Topics are now rewritten into names they were never defined to be

Summary

Somewhere between the %11.8 and the %11.11, project labels were renamed to project topics, and the values set as project topics are now modified between their settings and what is displayed on project page, and topic search page.

This is not only inconsistent, but also unneeded.

Steps to reproduce

  1. Create a project,
  2. Add three topics by using the following line: "CaseSensitive, foo-bar, space in the middle"
  3. Topics are comma separated, and trimmed, so we should end up with "CaseSensitive", "foo-bar", and "space in the middle"
  4. Topics on project page are shown as "Case Sensitive", "Foo Bar" and "Space In The Middle".

Note that APPCAPS, lowercase will also be transformed into "Allcaps" and "Lowercase"

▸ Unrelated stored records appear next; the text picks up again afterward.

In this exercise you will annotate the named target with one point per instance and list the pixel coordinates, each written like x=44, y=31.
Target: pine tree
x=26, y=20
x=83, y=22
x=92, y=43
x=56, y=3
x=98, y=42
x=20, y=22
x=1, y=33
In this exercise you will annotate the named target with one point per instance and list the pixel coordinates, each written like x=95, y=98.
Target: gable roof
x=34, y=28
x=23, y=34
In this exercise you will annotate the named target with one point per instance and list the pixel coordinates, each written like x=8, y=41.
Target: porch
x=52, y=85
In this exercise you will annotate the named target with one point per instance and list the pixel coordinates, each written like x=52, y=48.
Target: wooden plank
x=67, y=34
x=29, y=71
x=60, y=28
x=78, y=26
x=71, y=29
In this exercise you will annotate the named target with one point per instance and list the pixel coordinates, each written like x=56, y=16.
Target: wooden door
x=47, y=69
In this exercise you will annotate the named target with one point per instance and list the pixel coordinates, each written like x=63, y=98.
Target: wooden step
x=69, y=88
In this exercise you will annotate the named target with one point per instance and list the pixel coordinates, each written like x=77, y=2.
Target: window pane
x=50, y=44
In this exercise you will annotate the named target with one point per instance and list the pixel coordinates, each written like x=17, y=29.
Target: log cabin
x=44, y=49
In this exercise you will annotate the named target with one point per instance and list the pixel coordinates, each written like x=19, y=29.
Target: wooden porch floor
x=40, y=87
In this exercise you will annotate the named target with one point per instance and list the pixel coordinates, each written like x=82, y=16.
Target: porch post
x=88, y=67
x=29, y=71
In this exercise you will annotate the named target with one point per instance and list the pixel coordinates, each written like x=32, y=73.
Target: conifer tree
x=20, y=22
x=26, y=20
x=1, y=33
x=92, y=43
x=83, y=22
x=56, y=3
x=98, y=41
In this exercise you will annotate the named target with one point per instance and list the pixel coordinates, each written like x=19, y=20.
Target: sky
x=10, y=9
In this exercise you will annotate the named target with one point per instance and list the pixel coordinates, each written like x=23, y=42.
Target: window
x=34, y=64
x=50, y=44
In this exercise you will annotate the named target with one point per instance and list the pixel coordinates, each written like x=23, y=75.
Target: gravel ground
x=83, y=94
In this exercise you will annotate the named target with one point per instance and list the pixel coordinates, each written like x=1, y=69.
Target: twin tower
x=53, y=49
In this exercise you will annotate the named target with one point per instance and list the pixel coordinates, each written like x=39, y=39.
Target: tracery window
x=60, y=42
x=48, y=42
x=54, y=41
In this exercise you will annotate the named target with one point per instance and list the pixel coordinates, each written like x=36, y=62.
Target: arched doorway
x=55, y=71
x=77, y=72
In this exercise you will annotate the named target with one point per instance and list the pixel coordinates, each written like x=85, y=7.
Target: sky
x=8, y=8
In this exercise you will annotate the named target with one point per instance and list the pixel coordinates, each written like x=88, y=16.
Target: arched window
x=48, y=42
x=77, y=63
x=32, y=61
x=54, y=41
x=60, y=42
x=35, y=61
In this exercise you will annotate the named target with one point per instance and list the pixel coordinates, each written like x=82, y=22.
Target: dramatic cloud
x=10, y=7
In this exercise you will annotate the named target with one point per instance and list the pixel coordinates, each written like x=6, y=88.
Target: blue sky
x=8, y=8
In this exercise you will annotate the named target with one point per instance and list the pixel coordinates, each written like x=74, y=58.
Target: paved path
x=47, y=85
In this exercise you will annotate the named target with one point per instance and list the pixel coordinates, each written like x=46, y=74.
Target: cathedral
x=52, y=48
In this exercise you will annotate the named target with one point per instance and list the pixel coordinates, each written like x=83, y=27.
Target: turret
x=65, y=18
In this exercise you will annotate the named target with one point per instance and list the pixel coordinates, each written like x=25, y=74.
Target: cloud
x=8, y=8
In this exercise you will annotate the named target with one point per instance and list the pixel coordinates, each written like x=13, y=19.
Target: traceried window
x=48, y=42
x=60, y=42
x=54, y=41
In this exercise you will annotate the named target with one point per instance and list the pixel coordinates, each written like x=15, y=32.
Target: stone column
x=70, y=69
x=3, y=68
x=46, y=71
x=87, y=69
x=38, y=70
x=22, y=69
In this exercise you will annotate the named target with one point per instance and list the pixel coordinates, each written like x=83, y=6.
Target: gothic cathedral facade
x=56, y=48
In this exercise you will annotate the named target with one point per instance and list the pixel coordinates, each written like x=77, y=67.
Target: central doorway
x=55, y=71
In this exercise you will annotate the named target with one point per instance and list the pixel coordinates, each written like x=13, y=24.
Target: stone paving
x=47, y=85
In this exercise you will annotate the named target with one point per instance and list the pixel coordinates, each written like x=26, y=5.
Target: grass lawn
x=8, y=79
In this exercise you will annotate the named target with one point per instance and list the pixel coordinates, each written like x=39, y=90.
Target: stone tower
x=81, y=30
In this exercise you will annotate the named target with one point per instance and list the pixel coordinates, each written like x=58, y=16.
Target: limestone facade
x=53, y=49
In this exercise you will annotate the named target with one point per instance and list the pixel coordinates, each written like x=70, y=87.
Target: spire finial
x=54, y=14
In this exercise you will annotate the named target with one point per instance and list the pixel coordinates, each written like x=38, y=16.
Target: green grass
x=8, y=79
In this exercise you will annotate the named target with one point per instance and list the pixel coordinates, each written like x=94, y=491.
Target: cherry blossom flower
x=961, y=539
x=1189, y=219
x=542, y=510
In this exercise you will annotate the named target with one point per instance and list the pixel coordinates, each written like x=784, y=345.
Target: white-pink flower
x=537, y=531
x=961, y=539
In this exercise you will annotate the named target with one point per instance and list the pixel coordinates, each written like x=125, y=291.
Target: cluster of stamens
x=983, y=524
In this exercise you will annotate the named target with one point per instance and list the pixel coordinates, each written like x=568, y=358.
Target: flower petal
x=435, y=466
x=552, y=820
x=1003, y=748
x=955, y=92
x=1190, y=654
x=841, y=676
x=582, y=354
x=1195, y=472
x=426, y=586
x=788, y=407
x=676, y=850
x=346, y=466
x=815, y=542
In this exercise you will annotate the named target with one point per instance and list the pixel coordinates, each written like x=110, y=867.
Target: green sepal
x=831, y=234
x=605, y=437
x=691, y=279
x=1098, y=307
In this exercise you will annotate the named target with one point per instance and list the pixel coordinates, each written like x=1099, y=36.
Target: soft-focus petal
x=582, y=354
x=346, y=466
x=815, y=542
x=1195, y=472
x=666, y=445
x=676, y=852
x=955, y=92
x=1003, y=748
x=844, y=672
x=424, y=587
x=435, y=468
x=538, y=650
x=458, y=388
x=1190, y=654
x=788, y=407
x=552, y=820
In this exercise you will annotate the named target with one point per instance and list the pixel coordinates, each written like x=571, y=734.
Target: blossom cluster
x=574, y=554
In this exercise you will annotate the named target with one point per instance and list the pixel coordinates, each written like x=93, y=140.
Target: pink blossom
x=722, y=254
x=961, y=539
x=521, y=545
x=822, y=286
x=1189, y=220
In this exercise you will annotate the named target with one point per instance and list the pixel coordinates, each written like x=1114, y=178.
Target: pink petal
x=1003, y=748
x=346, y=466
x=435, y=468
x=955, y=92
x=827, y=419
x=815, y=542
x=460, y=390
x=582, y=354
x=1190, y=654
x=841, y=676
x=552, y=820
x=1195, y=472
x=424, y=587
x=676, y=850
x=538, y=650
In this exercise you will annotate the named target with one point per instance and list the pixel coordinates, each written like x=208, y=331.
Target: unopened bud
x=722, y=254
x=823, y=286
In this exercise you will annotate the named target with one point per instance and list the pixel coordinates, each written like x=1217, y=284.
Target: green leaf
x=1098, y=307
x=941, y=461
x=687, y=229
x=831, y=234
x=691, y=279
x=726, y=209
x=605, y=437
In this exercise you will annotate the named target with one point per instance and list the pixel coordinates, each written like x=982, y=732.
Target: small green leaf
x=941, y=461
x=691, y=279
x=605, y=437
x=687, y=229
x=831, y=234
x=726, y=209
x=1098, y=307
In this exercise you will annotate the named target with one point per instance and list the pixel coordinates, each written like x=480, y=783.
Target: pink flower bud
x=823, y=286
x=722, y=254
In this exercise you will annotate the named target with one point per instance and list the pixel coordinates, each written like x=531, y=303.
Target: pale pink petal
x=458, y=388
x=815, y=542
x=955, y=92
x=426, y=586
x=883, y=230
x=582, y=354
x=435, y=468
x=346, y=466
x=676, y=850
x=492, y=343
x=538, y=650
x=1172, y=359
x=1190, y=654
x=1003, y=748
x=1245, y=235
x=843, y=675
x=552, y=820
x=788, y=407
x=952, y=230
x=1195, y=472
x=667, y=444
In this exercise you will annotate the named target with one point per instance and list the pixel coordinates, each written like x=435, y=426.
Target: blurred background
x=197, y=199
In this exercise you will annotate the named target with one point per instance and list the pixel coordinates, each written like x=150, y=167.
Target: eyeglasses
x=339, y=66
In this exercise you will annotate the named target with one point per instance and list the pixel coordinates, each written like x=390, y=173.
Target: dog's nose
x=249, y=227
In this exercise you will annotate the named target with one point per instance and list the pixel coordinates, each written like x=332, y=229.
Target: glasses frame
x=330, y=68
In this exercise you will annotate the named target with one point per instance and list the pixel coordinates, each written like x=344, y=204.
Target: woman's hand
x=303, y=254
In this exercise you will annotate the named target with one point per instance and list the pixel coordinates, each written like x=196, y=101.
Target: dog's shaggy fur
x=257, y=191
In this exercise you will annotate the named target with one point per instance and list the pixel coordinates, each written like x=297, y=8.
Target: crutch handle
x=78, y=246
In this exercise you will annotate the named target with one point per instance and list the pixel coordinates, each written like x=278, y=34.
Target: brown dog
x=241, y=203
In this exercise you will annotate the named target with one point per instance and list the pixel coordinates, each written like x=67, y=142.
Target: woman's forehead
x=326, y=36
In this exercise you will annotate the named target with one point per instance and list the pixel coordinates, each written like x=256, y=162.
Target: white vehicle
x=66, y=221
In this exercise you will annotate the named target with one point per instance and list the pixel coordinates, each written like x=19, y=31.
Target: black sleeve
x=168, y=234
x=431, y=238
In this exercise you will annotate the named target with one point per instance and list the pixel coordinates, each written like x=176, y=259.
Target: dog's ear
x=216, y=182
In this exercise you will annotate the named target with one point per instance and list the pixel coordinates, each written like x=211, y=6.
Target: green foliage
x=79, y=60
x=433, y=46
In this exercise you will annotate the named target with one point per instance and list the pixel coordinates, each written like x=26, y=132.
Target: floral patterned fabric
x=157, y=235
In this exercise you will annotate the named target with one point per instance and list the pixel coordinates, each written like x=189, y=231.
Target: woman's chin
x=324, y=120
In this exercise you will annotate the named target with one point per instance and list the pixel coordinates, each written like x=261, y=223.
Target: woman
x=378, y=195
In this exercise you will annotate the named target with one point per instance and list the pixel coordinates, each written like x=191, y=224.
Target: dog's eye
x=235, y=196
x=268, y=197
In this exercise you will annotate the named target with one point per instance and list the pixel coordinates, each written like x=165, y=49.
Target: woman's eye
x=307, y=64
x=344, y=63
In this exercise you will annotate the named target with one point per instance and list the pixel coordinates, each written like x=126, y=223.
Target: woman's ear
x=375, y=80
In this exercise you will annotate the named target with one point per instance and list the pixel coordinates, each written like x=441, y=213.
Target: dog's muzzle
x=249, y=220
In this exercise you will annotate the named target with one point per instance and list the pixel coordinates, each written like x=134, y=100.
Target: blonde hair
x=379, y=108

What is the current bug behavior?

None of these rewrites are warranted:

  • Commas are used for topic separation. For that reason, spaces in the middle of topics were already accepted before.
  • There's no rational for separating "CamelCase" into "Camel Case". ie: if the topic is "GitLab", then it becomes "Git Lab" and that is incorrect. Also, "DevOps", "AngularJS", ...
  • There's no rational for lower casing: acronyms are frequent, "GNU" or "MIT" would become "Gnu", "Mit". Also
  • Same for dashes: "gitlab-ci" becomes "Gitlab Ci"

All the tags mentioned above are currently used as project topics.

Any valid software project name, IT acronym, etc that exist as of now, and that is used as a project topic on GitLab, is now printed incorrectly: GitLab, DevOps, IMAP, .NET, VLC, DotJS, GNU, RHEL 7, g++, git-svn, ...

What is the expected correct behavior?

Do not toy around, apart from a ltrim + rtrim, with topics.

Misc

  • The new behavior isn't even consistent with the tool tip shown when there are more then 3 topics. The topics hidden in the tool tip aren't modified.

gitlab_topics

  • New behavior is not consistent with issue labels nor merge request labels.

I know I'm being pedantic, but there was nothing wrong with how it was before.